The kids and I learned about Ancient India in our History textbook last week, and our reading introduced us to a number of Eastern religions. As we read through the tenants of these belief systems, Charleston commented on how much they seemed to be getting right: Hinduism teaches the value of every soul; those who practice Jaimism take vows of honesty, faithfulness, and non-violence; Buddhists practice healthy non-attachment to earthly items. These are all noteworthy virtues compatible with Christian belief. But as Charleston and I went on to discuss, these religions are all missing something crucial: they leave out Jesus. And without Him, no amount of virtue is enough.

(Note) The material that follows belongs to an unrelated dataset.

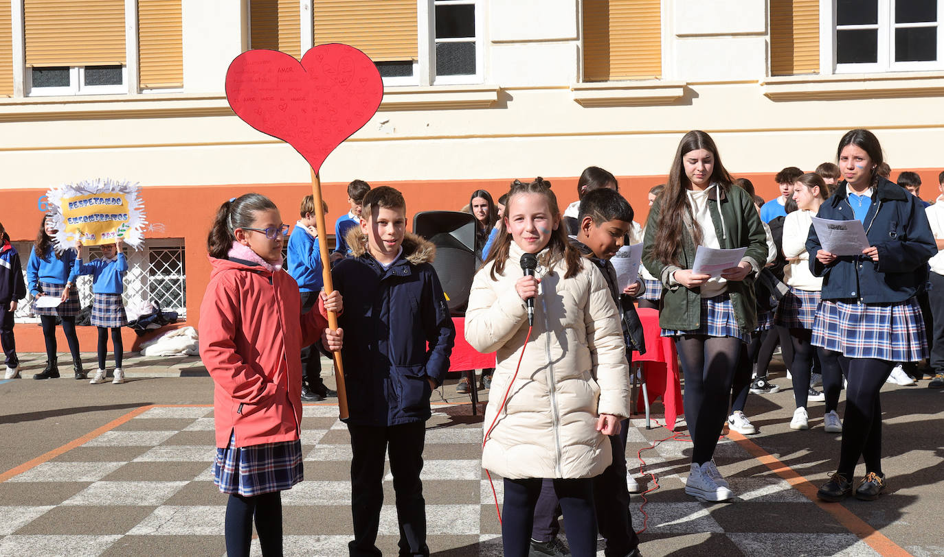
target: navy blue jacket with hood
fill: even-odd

It’s Holy Week in the Christian calendar, a time for reflecting on Jesus’ final days on earth: His triumphal entry into Jerusalem, when He was hailed as a king; His Last Supper meal with His disciples, during which He proclaimed that His blood was to be poured out for the forgiveness of sins; His betrayal and arrest. Good Friday, when He hung on the cross, taking the full punishment for our sins, shedding His own blood that we may be made righteous. Easter Sunday, when the tomb was found empty and all creation rejoiced because death had been defeated! Each day within this Holy Week points to how different the Way of Jesus is from every other world religion.

Other religions may offer promising ideals and can even guide practitioners into positive practices and wholesome ways of living. But in every other religion, one must earn his or her own way to God through perfect adherence to a system of impossible rules; only Christianity offers a Heavenly Father who knew we could never achieve perfect righteousness and so, instead of demanding that we work our way to Him, chose to come down to US! Other religions offer systems of rights and wrongs, dos and dont’s; Christianity is NOT a system, but a relationship with a Lord and Savior whose love would lead Him to take on the humble form of a man, offer His own life for the redemption of His people, and suffer unfathomable pain out of love for His children.

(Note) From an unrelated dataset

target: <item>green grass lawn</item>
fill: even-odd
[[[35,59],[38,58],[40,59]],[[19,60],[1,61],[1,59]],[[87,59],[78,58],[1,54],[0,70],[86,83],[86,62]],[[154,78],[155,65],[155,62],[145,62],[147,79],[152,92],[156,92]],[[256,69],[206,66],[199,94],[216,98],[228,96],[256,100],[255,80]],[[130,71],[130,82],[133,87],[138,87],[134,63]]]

Most significant of all: no other religion can offer an empty tomb! Without the resurrection, Christianity would not exist; it would merely be one among many religions in which a respected leader came to an unfortunate end. But as Christians we know that death was not the end: Jesus did not remain in the tomb, but He came back to life—our proof that Jesus is who He says He is and that he accomplished all that He said He would do. Because of the resurrection, we have been forgiven. Because of the resurrection, we are redeemed. Because of the resurrection, death is defeated and we have the promise of eternal life. Because of the resurrection, we can have a personal relationship with our Lord and Savior who took the place of all our moralism to become our Way, Truth, and Life.

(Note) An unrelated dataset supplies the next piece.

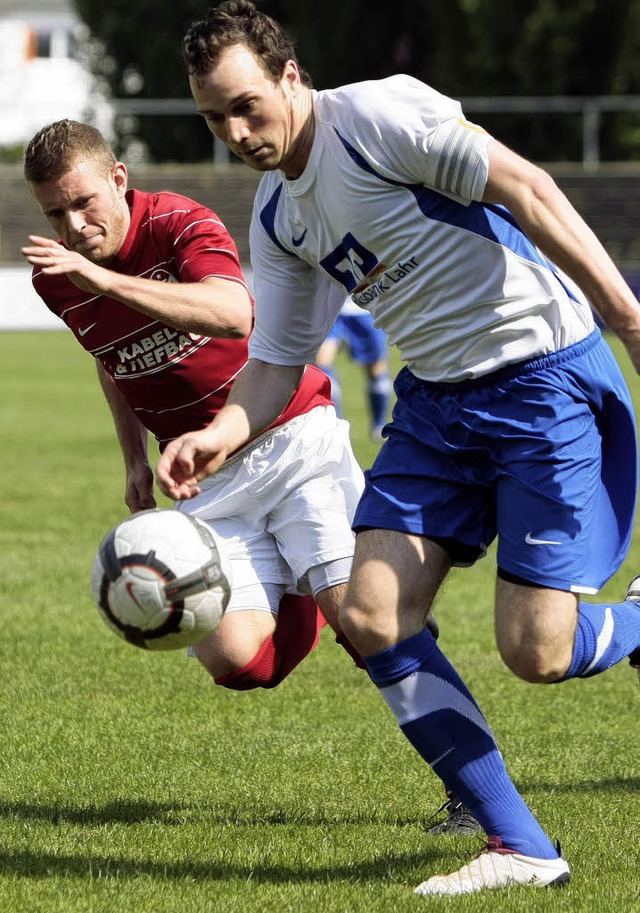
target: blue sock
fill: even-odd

This Easter weekend, we will engage in the sorts of activities that religions around the world may enjoy: religious services, time spent with family, and fun traditions involving games and food. I pray that in the midst of this not-so-unusual activity, we can pause to reflect on The One who has made all the difference. Because of His life, we know we can have a personal relationship with Him. Because of His death, we have been forgiven and saved. Because of His resurrection we, too, have been given life. Praise the Lord that because of Jesus, Easter Sunday is not just another religious holiday. We can rejoice because He has risen indeed!